In this thesis, a fresh approach based on learning automata was presented for unequal clustering of wireless sensor networks. In unequal clustering, the sizes of formed structures are not equal and the majority of clusters close to sink node will be smaller in size, while the further away clusters will maintain larger sizes. This feature reduces the consumption of energy in the vicinity of the sink node and will increase the network’s lifetime. The proposed model can maintain the following steps.

  1. (1)

    Determination of the cluster head with the usage of a learning automata

  2. (2)

    Determination of the size of each cluster with the application of optimization model and formation of clusters

  3. (3)

    Routing data in the clustered network, with the application of routing algorithm

  4. (4)

    Measures of the automata are updated in the end of each cycle

In the proposed method, the cluster heads are determined with the usage of possibility vector of the learning automata, and the number of neighbors to sensor node is determined. At the end of each cycle, the measures of learning automata are updated with the application of laws on rewards and fines. This feature results in the better performance of the proposed method in selection of the cluster head after a number of cycles.
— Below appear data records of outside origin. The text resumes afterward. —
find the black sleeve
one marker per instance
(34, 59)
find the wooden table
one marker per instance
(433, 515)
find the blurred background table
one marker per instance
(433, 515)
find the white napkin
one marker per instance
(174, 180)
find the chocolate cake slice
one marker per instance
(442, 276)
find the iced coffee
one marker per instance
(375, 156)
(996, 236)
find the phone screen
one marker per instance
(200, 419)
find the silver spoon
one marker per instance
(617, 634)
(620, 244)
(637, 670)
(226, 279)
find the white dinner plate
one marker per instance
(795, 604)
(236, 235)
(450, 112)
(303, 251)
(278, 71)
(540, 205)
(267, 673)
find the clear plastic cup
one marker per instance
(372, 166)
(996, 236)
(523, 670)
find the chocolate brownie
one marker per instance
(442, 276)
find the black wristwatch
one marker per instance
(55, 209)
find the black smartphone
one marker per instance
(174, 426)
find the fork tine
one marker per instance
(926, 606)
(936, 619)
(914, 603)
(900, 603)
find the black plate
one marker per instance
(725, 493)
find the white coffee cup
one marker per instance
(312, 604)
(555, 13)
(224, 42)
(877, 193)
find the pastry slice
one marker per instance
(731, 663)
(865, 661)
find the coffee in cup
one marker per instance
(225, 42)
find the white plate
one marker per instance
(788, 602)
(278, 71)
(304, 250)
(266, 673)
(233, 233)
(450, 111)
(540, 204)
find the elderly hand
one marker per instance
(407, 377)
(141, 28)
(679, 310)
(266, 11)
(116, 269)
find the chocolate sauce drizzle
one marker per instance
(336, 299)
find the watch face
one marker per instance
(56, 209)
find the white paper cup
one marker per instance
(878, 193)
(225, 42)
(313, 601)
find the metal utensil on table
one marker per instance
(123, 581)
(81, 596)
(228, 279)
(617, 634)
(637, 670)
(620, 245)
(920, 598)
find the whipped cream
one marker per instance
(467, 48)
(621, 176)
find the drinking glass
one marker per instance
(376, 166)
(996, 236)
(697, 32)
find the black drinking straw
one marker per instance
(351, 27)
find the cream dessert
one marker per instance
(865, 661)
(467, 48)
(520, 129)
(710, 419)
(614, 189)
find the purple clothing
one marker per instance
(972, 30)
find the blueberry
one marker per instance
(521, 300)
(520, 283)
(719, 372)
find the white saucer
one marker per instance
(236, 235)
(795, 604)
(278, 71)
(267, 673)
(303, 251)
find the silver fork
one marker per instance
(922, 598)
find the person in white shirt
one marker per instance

In order to assess the performance of the proposed model, NS2 software is used. In this measure, the performance of the clustering algorithm in the network’s environment was studied from different angles such as the network’s lifetime, rate of consumption of energy, rate of delivery of package, and participation of nodes in the delivery process. The results of this study revealed that the proposed method maintained a better performance compared to the performance of other methods, and in addition to a longer lifetime, the proposed method will result in lower consumption of energy, and larger number of delivery of packages.